According to CoinDesk, decentralized finance (DeFi) lender TrueFi has announced plans to launch a real-world-asset-based (RWA) lending platform called Trinity. The platform aims to increase utility for its tokenized U.S. Treasury offering. Trinity will allow users to take out crypto loans using tokenized RWAs as collateral. TrueFi's Treasury bill token (tfBILL) will be the first, with plans to add other yield-generating tokenized products in the future, according to a TrueFi governance proposal by ecosystem developer organization Wallfacer Labs.

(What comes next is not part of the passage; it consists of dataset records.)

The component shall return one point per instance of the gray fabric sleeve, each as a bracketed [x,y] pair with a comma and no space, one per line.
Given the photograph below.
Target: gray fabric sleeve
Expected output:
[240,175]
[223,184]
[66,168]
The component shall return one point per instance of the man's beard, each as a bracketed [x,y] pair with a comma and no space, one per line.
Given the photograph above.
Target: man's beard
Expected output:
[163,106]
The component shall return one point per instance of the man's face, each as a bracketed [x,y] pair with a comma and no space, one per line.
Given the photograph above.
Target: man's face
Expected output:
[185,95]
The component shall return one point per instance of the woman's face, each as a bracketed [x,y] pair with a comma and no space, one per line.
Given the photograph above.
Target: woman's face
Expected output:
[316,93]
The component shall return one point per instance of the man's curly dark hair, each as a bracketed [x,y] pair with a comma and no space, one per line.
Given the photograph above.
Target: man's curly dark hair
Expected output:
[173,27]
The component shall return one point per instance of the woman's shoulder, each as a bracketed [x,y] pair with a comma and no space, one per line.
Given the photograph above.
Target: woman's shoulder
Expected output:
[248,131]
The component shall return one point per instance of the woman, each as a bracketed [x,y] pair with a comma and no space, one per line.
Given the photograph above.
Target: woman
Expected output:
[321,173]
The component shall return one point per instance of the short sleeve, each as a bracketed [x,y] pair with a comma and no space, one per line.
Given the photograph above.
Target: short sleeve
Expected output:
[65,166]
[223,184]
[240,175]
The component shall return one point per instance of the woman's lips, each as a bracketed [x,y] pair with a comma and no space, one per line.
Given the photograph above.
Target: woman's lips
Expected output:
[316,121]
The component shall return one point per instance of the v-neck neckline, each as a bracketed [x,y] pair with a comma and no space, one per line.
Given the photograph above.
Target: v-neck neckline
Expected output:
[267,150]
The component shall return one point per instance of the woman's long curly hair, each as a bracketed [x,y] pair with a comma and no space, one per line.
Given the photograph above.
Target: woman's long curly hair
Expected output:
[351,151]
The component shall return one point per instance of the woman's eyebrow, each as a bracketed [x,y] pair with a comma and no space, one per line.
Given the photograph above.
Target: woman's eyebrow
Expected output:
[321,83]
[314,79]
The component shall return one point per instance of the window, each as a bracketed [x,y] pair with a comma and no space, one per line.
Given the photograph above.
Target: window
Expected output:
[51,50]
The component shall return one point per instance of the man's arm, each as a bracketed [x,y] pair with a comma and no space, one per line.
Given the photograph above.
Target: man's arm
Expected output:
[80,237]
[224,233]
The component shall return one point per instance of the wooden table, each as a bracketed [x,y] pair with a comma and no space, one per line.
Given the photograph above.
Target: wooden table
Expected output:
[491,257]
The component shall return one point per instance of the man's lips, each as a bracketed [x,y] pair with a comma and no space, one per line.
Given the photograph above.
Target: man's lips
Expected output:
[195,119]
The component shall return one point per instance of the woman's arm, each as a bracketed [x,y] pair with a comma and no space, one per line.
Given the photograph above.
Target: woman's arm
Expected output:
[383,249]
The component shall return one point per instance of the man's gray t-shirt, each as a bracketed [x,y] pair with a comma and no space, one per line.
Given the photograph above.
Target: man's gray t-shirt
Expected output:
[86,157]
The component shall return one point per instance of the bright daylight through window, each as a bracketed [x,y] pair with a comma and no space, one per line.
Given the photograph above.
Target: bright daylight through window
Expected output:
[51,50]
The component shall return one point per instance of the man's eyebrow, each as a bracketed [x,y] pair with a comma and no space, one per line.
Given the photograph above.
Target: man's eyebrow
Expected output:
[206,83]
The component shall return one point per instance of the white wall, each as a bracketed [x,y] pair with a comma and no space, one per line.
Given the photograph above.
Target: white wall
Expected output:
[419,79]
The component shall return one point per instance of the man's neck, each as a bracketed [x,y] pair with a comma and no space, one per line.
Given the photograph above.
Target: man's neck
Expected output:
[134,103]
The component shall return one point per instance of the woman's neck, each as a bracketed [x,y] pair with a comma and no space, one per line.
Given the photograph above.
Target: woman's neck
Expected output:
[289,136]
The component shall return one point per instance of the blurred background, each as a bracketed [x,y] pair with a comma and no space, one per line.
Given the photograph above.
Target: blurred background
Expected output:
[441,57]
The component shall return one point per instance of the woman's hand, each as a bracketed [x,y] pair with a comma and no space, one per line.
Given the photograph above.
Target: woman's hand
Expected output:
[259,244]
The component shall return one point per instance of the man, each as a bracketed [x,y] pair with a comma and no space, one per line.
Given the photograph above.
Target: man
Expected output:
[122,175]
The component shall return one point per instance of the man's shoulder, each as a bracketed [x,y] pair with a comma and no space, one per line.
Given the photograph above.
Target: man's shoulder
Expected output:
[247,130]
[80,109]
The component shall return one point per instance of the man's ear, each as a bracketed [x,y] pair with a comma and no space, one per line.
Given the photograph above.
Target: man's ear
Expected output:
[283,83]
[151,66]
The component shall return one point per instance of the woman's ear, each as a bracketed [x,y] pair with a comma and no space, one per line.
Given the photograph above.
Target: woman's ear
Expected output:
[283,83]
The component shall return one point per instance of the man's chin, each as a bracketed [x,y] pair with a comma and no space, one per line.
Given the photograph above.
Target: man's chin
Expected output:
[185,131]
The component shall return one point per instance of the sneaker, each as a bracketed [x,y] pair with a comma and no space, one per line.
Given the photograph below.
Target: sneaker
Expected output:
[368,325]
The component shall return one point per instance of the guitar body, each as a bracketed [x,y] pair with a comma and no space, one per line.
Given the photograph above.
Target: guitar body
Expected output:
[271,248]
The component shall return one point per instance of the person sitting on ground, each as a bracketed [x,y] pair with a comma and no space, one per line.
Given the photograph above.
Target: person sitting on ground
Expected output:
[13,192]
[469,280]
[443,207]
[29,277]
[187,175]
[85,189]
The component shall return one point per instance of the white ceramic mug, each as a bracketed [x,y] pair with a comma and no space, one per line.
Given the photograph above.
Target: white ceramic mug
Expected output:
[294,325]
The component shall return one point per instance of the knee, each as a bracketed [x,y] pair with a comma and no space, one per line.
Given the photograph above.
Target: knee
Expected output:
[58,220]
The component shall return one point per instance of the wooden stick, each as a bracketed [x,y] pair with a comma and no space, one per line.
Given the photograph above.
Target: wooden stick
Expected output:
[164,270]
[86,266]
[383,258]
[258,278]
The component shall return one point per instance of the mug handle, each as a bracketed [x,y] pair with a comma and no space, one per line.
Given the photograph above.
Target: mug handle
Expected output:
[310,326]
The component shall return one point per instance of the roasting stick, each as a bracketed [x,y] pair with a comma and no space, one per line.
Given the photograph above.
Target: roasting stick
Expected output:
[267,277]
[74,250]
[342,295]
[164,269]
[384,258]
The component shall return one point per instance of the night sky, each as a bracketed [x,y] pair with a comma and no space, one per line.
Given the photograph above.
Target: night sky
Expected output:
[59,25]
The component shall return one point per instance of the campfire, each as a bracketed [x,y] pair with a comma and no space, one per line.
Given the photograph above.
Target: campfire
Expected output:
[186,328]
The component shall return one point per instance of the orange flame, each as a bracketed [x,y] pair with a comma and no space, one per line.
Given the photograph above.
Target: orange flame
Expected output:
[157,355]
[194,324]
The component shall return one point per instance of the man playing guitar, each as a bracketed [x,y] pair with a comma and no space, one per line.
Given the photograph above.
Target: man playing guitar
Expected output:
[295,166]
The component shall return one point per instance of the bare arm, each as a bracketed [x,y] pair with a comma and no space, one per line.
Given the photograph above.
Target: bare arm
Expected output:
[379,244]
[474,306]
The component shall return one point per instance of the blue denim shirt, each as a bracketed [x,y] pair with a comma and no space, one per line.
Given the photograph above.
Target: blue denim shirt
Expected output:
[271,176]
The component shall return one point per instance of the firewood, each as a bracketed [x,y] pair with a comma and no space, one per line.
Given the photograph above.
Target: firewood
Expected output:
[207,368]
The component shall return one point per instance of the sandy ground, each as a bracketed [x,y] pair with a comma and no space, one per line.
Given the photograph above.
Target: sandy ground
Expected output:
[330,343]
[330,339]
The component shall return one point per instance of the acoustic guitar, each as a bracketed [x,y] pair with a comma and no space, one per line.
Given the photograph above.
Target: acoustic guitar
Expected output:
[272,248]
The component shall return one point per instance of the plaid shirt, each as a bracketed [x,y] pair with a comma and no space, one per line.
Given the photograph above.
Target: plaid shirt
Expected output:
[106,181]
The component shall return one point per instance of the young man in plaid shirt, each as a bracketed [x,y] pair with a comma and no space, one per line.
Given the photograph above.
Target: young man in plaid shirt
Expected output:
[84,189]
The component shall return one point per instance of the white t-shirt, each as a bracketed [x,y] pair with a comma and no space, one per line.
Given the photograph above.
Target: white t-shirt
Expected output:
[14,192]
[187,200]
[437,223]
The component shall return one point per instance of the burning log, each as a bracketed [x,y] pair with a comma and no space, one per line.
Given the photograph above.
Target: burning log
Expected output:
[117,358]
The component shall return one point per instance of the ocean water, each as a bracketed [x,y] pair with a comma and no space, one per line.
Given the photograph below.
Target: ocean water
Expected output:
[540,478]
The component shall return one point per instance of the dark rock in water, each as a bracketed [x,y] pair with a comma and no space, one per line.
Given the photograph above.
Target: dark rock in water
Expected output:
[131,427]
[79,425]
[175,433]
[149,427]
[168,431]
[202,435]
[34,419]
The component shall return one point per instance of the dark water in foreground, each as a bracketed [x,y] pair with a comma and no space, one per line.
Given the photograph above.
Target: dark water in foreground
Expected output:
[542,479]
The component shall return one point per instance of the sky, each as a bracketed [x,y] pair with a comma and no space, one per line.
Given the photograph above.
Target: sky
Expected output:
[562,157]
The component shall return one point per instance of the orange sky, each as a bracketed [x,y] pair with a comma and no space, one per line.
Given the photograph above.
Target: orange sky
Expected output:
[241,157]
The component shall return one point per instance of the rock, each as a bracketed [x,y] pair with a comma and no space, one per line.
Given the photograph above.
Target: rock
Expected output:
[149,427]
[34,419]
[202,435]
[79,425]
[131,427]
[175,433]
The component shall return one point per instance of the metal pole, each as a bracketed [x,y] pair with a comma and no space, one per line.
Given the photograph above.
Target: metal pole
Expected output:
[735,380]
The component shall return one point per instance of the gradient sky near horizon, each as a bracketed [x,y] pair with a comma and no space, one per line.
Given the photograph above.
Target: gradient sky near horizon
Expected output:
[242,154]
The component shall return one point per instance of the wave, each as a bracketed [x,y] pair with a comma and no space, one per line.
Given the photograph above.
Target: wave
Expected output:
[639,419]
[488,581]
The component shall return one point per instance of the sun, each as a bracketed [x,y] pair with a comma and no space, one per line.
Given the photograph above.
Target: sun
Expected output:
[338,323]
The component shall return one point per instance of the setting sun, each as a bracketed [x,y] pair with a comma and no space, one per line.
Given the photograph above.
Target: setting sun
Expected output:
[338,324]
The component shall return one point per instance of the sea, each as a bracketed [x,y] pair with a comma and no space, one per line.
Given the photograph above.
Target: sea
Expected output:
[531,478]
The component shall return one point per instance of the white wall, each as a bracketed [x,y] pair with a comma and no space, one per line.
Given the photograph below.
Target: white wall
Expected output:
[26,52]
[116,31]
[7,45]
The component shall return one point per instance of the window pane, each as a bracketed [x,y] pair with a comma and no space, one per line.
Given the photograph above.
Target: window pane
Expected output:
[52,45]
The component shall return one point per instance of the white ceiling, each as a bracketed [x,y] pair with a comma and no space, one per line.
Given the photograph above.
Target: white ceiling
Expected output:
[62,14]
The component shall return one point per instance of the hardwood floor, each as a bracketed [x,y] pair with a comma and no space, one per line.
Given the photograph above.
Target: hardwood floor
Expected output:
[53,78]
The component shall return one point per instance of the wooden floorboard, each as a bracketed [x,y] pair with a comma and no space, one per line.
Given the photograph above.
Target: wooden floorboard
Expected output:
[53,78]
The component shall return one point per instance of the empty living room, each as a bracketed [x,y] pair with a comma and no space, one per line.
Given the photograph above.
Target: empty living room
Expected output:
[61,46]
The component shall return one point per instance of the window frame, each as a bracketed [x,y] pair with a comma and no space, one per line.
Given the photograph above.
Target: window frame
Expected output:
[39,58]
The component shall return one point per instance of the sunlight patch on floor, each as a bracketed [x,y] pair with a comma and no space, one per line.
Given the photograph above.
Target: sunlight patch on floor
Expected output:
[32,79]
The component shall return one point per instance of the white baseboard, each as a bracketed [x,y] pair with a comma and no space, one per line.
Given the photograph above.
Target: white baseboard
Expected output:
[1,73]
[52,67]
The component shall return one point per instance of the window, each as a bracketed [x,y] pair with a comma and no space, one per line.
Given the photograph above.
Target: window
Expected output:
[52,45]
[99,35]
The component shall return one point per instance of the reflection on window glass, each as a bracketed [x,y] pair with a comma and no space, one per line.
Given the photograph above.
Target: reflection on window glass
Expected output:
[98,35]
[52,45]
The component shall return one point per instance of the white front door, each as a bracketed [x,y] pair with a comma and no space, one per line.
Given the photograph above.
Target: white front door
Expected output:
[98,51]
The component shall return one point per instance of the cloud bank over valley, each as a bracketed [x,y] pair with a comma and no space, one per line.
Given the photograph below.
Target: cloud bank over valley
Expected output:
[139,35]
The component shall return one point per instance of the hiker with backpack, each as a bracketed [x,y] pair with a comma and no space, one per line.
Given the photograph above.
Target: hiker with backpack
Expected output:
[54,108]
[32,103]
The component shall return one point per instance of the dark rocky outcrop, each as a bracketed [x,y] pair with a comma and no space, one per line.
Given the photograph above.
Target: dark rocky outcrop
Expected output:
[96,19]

Investors will be able to borrow the platform's TRI token by pledging the tfBILL tokens and use the borrowed crypto to create DeFi strategies to earn up to 15% annualized yield. Investors can also buy TRI tokens on secondary markets such as decentralized exchanges and stake them to earn a yield from the platform's borrowing fees. The proposal to launch Trinity is pending approval by the TrueFi decentralized autonomous organization.
The proposed new platform follows a resurgence in DeFi activity in recent months, with crypto-native yields and demand for leverage rapidly increasing amid the roaring digital asset bull market. TrueFi was a key lender during the previous crypto bull cycle, originating over $1.5 billion of undercollateralized loans mainly to trading firms and market makers. However, as crypto prices plummeted in 2022, some borrowers failed to repay their loans and depositors fled, causing the protocol's total value locked to drop to $20 million by the end of 2022 from a peak of over $900 million in 2021. Last year, TrueFi introduced the tokenized U.S. Treasury offering, which recently attracted $8.7 million of deposits. TrueFi's governance token (TRU) jumped 14% after the proposal was published and has gained some 20% in the past 24 hours.